Yaesoubi, Reza; You, Shiying; Xi, Qin; Menzies, Nicolas A; Tuite, Ashleigh; Grad, Yonatan H; Salomon, Joshua A.
  • Yaesoubi R; Department of Health Policy and Management, Yale School of Public Health, 350 George Street, Room 308, New Haven, CT, 06510, USA. reza.yaesoubi@yale.edu.
  • You S; Public Health Modeling Unit, Yale School of Public Health, New Haven, CT, USA. reza.yaesoubi@yale.edu.
  • Xi Q; Department of Health Policy and Management, Yale School of Public Health, 350 George Street, Room 308, New Haven, CT, 06510, USA.
  • Menzies NA; Public Health Modeling Unit, Yale School of Public Health, New Haven, CT, USA.
  • Tuite A; Department of Health Policy and Management, Yale School of Public Health, 350 George Street, Room 308, New Haven, CT, 06510, USA.
  • Grad YH; Department of Global Health, Harvard T.H. Chan School of Public Health, Boston, MA, USA.

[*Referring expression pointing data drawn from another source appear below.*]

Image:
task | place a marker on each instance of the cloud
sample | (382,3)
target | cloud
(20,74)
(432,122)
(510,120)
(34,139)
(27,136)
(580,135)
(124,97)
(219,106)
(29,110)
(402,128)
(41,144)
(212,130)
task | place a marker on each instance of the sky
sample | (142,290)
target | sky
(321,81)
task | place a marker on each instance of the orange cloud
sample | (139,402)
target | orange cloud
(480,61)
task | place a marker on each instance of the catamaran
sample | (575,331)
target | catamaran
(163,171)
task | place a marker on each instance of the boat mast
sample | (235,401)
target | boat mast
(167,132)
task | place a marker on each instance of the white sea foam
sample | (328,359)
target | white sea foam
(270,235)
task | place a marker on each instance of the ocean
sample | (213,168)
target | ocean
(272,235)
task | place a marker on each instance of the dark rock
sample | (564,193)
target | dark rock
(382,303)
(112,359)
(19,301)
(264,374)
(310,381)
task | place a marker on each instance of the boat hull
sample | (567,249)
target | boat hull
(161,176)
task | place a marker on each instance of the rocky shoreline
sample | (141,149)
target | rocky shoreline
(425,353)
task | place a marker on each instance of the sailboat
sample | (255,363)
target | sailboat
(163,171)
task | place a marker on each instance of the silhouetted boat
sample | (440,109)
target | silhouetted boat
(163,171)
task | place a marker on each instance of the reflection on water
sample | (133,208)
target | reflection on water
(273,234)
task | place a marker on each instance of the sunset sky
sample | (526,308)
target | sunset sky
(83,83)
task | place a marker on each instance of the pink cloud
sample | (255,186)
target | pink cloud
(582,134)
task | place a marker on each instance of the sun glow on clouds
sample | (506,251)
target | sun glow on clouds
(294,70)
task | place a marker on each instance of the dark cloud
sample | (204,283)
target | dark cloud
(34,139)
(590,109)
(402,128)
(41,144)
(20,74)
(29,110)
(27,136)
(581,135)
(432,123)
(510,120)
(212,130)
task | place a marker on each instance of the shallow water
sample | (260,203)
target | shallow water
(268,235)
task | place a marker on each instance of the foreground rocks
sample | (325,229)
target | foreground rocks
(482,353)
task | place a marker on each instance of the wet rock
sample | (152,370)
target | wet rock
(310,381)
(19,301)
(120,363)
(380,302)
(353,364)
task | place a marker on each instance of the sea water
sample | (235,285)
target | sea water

  • Salomon JA; Epidemiology Division, University of Toronto Dalla Lana School of Public Health, Toronto, Ontario, Canada.
Health Care Manag Sci ; 26(2): 301-312, 2023 Jun.
Article in English | MEDLINE | ID: covidwho-2209415
ABSTRACT
Low rates of vaccination, emergence of novel variants of SARS-CoV-2, and increasing transmission relating to seasonal changes and relaxation of mitigation measures leave many US communities at risk for surges of COVID-19 that might strain hospital capacity, as in previous waves. The trajectories of COVID-19 hospitalizations differ across communities depending on their age distributions, vaccination coverage, cumulative incidence, and adoption of risk mitigating behaviors. Yet, existing predictive models of COVID-19 hospitalizations are almost exclusively focused on national- and state-level predictions. This leaves local policymakers in urgent need of tools that can provide early warnings about the possibility that COVID-19 hospitalizations may rise to levels that exceed local capacity. In this work, we develop a framework to generate simple classification rules to predict whether COVID-19 hospitalization will exceed the local hospitalization capacity within a 4- or 8-week period if no additional mitigating strategies are implemented during this time. This framework uses a simulation model of SARS-CoV-2 transmission and COVID-19 hospitalizations in the US to train classification decision trees that are robust to changes in the data-generating process and future uncertainties. These generated classification rules use real-time data related to hospital occupancy and new hospitalizations associated with COVID-19, and when available, genomic surveillance of SARS-CoV-2. We show that these classification rules present reasonable accuracy, sensitivity, and specificity (all ≥ 80%) in predicting local surges in hospitalizations under numerous simulated scenarios, which capture substantial uncertainties over the future trajectories of COVID-19. Our proposed classification rules are simple, visual, and straightforward to use in practice by local decision makers without the need to perform numerical computations.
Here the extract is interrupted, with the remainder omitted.